Ein Brief aus einer anderen Welt
Lieber Vater,
dieser Ort, von dem du immer so besessen warst, von dem du Tag und Nacht gesprochen hast . . . , Vater, Chronalis existiert! In den letzten Tagen ist mir vieles klargeworden. Nichts ist, wie wir es uns vorgestellt haben. Wir sind die Privilegierten, nicht sie. An diesem Ort hat Zeit, oder besser gesagt die Geschwindigkeit, in der man altert, eine völlig andere Bedeutung. Nichts ist hier wertvoller als Zeit, denn ein menschliches Leben dauert in Chronalis ein Jahr irdischer Zeit.
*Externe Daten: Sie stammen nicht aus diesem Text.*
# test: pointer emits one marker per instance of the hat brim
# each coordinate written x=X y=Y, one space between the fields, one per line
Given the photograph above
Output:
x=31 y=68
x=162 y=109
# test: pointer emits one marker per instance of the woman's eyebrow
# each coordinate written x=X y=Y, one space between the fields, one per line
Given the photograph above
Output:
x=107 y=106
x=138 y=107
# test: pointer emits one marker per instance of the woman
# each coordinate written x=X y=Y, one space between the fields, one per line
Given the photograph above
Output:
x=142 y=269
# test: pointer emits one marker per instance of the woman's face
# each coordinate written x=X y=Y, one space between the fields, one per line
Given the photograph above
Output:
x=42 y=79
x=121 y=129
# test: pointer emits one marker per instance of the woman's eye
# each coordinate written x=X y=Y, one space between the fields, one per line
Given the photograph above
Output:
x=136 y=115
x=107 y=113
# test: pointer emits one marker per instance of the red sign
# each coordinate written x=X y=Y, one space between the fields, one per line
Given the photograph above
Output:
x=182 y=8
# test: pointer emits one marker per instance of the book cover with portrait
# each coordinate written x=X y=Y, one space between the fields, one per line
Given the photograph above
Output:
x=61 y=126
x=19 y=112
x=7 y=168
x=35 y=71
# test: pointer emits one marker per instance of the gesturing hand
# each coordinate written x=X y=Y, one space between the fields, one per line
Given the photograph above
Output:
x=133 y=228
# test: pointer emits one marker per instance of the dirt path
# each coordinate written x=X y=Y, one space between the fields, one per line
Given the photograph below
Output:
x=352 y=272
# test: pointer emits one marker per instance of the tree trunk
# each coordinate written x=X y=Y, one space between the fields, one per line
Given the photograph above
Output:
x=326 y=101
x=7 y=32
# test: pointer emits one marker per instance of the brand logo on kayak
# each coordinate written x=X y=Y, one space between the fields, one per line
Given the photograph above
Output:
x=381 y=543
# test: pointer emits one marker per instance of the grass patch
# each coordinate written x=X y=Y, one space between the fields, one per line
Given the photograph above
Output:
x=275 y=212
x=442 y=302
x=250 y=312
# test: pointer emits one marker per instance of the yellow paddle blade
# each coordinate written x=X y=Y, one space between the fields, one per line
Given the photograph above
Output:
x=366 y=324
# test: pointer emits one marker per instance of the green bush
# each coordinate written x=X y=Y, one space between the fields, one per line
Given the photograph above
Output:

Diese Leute haben es geschafft, einen nahezu perfekten Ort ohne jegliche Zeitverschwendung zu erschaffen. Dinge, von denen wir bei uns nur träumen können, stehen hier längst auf der Tagesordnung. Durch ein System, das alle Gehirne miteinander verbindet, wird die Kommunikation beschleunigt. Sobald man sich hier etwas denkt, ist es schon bei allen anderen angekommen. Man muss ein Wort nicht einmal aussprechen und schon weiß es jeder, für den es von Bedeutung sein könnte. Nicht relevante Informationen werden nicht“verschickt”, damit sich die Leute nicht über unnötige Sachen Gedanken machen. Das System basiert auf einer Datenbank, in der sich alle gedachten Informationen und das ganze Wissen befinden. Jeder Mensch hat über sein Gehirn freien Zugriff auf diese Datenbank, die ihn mit relevanten Informationen aus aller Welt versorgt. Ich persönlich habe Angst vor diesem System. So etwas wie Privatsphäre existiert in dieser Welt einfach nicht. Lügen kann man hier also nicht. Freizeit scheint für die Menschen dieser Welt ebenfalls kein Begriff zu sein. Sie ist bedeutungslos. Alle arbeiten wie Bienen oder Ameisen zusammen, ohne dabei auch nur einen Gedanken an das eigene Wohl zu verschwenden. Schneller, besser, noch schneller, noch besser. . . Alle denken nur an die Entwicklung, jede noch so kleine Tätigkeit soll sofort erledigt sein, ohne dass dabei Zeit vergeht. Teleportation, sofortige Kommunikation, langhaltige Nährstoffe, die einmalig über Spritzen zugeführt werden. Alles soll sofort geschehen. Wo führt das hin? Die Menschen sind wie fern gesteuerte Maschinen, aber . . . es scheint ihnen nichts auszumachen, als ob die Gefühle eines Individuums in dieser Welt einfach gar keine Rolle spielen. Ich frage mich, ob die Einheimischen überhaupt so etwas wie Gefühle empfinden können? Sind sie überhaupt noch Menschen? Oder sind das schon Maschinen? Ist es wirklich nur so möglich, hier zu leben? Das, was mich am meisten beunruhigt ist, dass unsere Welt droht, genauso zu enden. Möchten wir Roboter werden? Im Gegensatz zu den Menschen in Chronalis müssen wir nicht so leben. Wir müssen nicht schneller, besser, noch schneller und noch besser werden.
Vater, bitte erzähle der Welt von diesem Ort und verbreitete diese Nachricht, falls ich es nicht mehr zurückschaffen sollte. Ich hoffe, dass ich dich wiedersehen werde. Schließlich bleiben mir noch 355 Tage, um einen Weg zu finden, zurückzukehren. Das ist doch fast ein ganzes Leben!